On 12/14/05, Kalin KOZHUHAROV <[email protected]> wrote:
> Now that I get a repetitive freeze, is there anything to debug the problem?
> I guess, the point when kernel is still responsive to keyboard, but I cannot login.

try to connect a serial console to it and press Alt+SysRq+t

2005-12-14 20:20:24

by Nigel Cunningham

[permalink] [raw]
Subject: Re: Help track down a freezing machine

Hi.

On Wed, 2005-12-14 at 22:55, Kalin KOZHUHAROV wrote:
> Hi, all!
>
> You know there are weeks (or months!) when everything is just plain wrong... While still fighting
> with my laptop (See "Help track a memory leak in 2.6.0..14), now one of the semi-production machines
> started to freeze without any indication...

Another suggestion is to patch your kernel with kdb or kgdb and turn the
option on when compiling. You could then do more detailed examination of
the issue.

Regards,

Nigel

2005-12-16 17:57:21

by Kalin KOZHUHAROV

[permalink] [raw]
Subject: Re: Help track down a freezing machine

Alex Riesen wrote:
> On 12/14/05, Kalin KOZHUHAROV <[email protected]> wrote:
>
>>Now that I get a repetitive freeze, is there anything to debug the problem?
>>I guess, the point when kernel is still responsive to keyboard, but I cannot login.
>
>
> try to connect a serial console to it and press Alt+SysRq+t

Thank you for the suggestio, Alex.

I was always trying to avoid the serial console till now (it just seems difficult, and I DO know it
is not), and didn't even bother with the netconsole...
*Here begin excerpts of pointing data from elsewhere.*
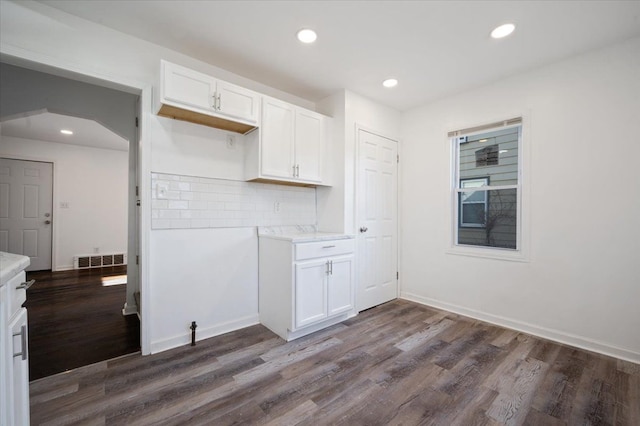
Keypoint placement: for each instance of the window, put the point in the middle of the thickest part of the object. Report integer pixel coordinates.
(486, 185)
(473, 205)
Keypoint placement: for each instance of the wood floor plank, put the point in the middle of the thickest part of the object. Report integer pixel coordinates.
(399, 364)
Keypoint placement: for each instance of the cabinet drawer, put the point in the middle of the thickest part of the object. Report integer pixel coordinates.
(324, 248)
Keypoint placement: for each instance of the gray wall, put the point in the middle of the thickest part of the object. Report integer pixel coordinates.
(23, 90)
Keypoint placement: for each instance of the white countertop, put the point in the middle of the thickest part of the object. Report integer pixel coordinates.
(11, 265)
(307, 237)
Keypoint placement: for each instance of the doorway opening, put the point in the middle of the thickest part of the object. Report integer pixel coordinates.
(93, 212)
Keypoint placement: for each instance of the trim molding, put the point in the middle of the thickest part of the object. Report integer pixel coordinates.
(546, 333)
(204, 333)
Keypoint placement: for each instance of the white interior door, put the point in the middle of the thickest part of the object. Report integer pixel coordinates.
(377, 220)
(26, 201)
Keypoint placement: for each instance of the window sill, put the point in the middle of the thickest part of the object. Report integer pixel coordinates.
(489, 253)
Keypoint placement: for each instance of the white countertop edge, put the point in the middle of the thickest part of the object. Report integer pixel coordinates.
(307, 237)
(11, 265)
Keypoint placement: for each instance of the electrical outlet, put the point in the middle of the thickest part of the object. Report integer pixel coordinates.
(161, 190)
(231, 141)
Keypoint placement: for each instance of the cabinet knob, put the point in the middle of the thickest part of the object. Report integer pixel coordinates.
(25, 285)
(23, 343)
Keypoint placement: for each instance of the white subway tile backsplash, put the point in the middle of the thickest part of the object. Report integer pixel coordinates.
(196, 202)
(178, 205)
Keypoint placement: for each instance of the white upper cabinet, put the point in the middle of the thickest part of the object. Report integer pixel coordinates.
(309, 137)
(277, 139)
(192, 96)
(289, 146)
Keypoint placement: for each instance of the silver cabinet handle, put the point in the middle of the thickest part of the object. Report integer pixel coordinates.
(23, 343)
(25, 285)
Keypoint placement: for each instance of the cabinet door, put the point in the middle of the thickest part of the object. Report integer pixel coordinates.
(5, 357)
(340, 285)
(187, 87)
(309, 145)
(238, 102)
(19, 370)
(277, 139)
(311, 292)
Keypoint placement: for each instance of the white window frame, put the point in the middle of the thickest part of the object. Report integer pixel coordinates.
(521, 251)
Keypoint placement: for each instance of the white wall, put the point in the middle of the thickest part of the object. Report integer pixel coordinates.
(205, 275)
(581, 284)
(93, 182)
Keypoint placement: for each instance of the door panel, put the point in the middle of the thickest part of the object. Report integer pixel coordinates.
(311, 292)
(277, 139)
(309, 138)
(189, 87)
(26, 191)
(238, 102)
(377, 220)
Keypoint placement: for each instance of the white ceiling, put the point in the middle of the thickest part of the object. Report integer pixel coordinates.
(434, 48)
(45, 126)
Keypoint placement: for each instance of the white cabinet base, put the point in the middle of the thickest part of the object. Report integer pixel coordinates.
(305, 287)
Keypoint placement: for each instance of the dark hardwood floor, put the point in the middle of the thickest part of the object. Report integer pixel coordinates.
(74, 320)
(397, 364)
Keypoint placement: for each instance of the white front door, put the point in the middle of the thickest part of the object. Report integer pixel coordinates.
(26, 217)
(377, 220)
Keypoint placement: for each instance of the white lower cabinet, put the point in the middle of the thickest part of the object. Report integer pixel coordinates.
(14, 359)
(19, 369)
(305, 287)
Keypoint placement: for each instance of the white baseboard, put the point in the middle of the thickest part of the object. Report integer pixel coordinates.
(203, 333)
(63, 268)
(546, 333)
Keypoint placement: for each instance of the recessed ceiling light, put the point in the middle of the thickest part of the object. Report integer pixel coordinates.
(307, 36)
(390, 82)
(503, 30)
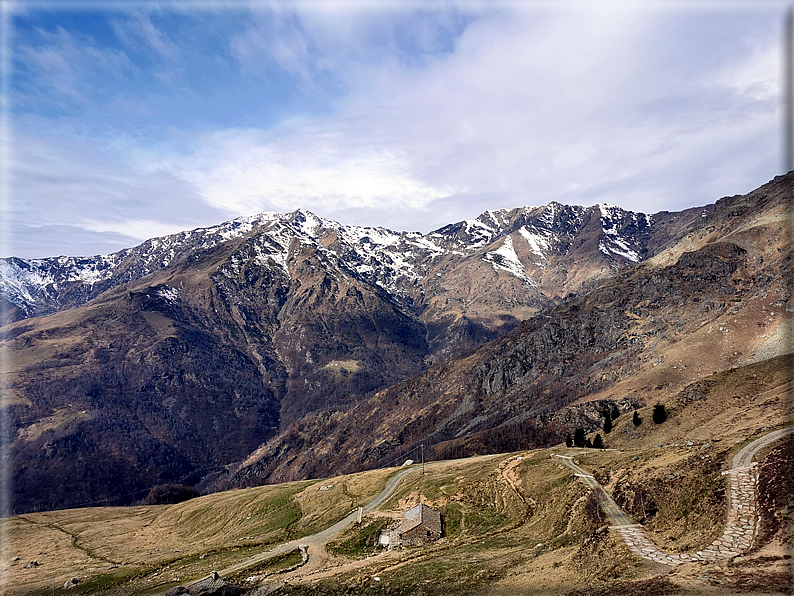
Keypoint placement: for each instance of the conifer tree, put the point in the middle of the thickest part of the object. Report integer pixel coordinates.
(607, 422)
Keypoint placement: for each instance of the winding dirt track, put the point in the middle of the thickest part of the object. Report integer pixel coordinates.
(740, 529)
(316, 542)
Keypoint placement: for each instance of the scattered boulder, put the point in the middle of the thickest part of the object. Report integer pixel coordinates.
(214, 585)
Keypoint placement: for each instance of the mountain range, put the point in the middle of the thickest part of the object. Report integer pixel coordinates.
(284, 346)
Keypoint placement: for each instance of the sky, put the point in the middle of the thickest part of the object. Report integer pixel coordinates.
(128, 120)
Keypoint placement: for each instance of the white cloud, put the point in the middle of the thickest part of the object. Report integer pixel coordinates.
(432, 121)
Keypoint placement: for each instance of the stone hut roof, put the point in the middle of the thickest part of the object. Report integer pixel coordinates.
(421, 515)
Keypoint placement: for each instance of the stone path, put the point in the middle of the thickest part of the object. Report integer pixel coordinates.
(740, 528)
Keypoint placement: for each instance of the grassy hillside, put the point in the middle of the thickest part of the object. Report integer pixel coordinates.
(514, 523)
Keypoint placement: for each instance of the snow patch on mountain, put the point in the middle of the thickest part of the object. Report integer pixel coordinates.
(168, 293)
(506, 259)
(614, 242)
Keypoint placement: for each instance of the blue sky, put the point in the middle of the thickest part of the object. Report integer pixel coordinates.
(130, 120)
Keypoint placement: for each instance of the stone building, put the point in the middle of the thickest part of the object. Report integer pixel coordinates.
(420, 524)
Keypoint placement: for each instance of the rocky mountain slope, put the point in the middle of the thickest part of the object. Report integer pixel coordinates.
(711, 301)
(170, 361)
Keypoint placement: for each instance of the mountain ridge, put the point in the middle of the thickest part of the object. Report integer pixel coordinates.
(275, 335)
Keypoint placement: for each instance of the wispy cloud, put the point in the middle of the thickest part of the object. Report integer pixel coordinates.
(405, 117)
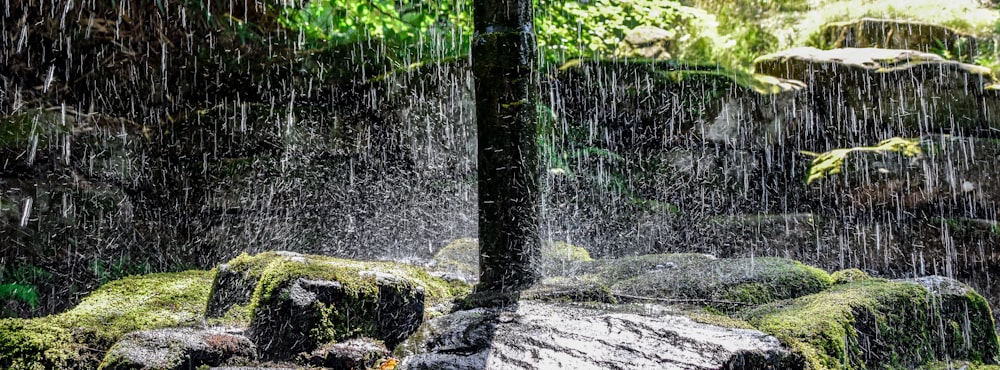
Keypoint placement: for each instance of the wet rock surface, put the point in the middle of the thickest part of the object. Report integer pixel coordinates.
(553, 336)
(299, 311)
(898, 34)
(890, 92)
(360, 353)
(177, 349)
(892, 324)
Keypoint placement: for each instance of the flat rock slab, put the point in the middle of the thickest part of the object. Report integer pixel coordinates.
(168, 349)
(557, 336)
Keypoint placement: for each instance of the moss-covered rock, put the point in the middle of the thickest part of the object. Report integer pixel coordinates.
(76, 338)
(882, 324)
(849, 275)
(293, 302)
(177, 349)
(459, 259)
(887, 89)
(237, 287)
(899, 34)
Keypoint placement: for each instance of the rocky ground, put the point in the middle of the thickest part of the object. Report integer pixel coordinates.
(873, 150)
(692, 311)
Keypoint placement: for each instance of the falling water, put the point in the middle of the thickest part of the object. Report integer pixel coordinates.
(148, 151)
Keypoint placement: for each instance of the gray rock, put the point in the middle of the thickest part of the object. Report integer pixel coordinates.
(863, 95)
(298, 313)
(359, 353)
(898, 34)
(169, 349)
(553, 336)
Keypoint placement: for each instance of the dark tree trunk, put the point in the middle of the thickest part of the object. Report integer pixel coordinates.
(504, 58)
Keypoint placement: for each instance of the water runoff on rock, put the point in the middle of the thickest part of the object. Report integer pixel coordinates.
(161, 136)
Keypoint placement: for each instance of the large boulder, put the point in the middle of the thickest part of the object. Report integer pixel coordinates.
(870, 323)
(937, 175)
(177, 349)
(559, 336)
(899, 34)
(864, 95)
(72, 339)
(293, 303)
(726, 284)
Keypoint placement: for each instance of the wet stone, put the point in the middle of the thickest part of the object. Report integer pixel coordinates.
(177, 349)
(548, 336)
(360, 353)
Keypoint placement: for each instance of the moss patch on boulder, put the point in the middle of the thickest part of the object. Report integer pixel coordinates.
(881, 324)
(77, 338)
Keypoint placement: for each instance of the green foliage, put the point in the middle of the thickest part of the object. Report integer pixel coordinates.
(409, 28)
(20, 284)
(589, 29)
(17, 292)
(832, 162)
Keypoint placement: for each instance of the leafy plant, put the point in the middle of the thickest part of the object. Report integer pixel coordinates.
(585, 29)
(832, 162)
(19, 284)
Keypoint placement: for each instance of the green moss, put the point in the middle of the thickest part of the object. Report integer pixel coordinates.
(717, 318)
(565, 252)
(872, 323)
(74, 338)
(850, 275)
(273, 269)
(958, 365)
(726, 284)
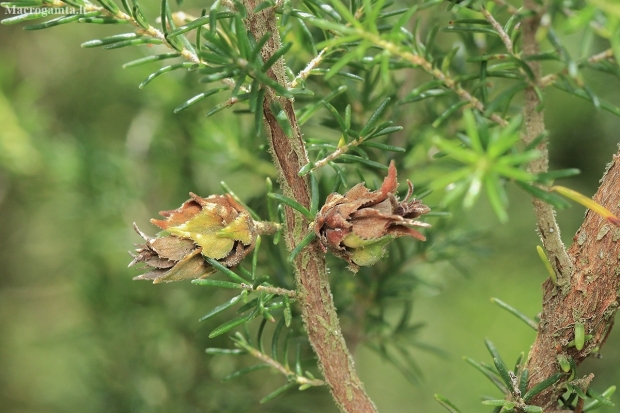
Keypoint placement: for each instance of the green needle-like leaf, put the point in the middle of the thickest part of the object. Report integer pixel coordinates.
(293, 204)
(447, 404)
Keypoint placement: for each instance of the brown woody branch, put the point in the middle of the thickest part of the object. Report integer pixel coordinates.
(312, 283)
(587, 274)
(534, 127)
(592, 297)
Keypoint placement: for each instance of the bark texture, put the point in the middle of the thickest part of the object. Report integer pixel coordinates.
(592, 297)
(312, 283)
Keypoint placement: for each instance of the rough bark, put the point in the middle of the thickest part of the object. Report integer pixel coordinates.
(587, 274)
(592, 297)
(312, 283)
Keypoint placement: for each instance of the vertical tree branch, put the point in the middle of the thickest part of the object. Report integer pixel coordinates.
(317, 305)
(592, 296)
(534, 127)
(587, 274)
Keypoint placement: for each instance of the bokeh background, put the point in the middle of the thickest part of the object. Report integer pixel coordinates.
(84, 153)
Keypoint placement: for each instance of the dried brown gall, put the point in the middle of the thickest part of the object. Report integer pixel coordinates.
(358, 225)
(216, 227)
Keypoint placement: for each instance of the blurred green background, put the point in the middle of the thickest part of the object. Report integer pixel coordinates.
(84, 153)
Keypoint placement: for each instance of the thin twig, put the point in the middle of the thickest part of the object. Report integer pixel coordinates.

However, now that I spent almost an hour, trying to OCR and fix a screenshot of an oops, I am
convinced: I DO need serial console! First thing tomorrow.

So until now, here is an oops, the first I saw in a few months, captured by my camera and then
digitally enhanced: http://linux.tar.bz/reports/oopses/char/2.6.14.3-K01_char__oops1.jpg

The OCRed/handwritten text ( http://linux.tar.bz/reports/oopses/char/2.6.14.3-K01_char__oops1.txt )
says:

Call trace:
SCSI device sda: 145226112 512-byte hdwr sectors (74356 MB)
SCSI device sda: drive cache: write back
[<c01ec22f>] kobject_put+0x1f/0x30
[<c028c8fd>] scsi_end_request+0xdd/0xf0
[<c028ccae>] scsi_io_completion+0x26e/0x570
[<c011b623>] load_balance_newidle+0x43/0x110
[<c028d255>] scsi_generic_done+0x35/0x50
[<c02873ee>] scsi_finish_command+0x8e/0xd0
[<c0318dea>] schedule+0x4da/0xd50
[<c0318e1d>] schedule+0x50d/0xd50
[<c028728f>] scsi_sortirq+0xdf/0x160
[<c0125836>] __do_softirq+0xd6/0xf0
[<c0125885>] do_softirq+0x35/0x40
[<c0125e35>] ksoftirqd+0x95/0xe0
[<c0125da0>] ksoftirqd+0x0/0xe0
[<c0135b9a>] kthread+0xba/0xc0
[<c0135ae0>] kthread+0x0/0xc0
[<c0101245>] kernel_thread_helper+0x5/0x10
Code: e1 08 00 89 44 24 04 89 1c 24 e8 27 b0 ff ff eb a5 90 8d 74 26 00 55 57 56
53 83 ec 08 8b 44 24 1c 89 44 24 04 8b 80 ec 00 00 00 <8b> 38 f6 80 79 01 00 00
80 0f 85 98 00 00 00 8b 47 2c 8d 6f 20
<0>Kernel panic - not syncing: Fatal exception in interrupt

Unfortunately everything was frozen (KBD too), so I couldn't scroll up to see the beginning. As you
may guess, it was not written to the disk.

The oops happened on boot (after a hard power-off) and is probbably related to the SATA system.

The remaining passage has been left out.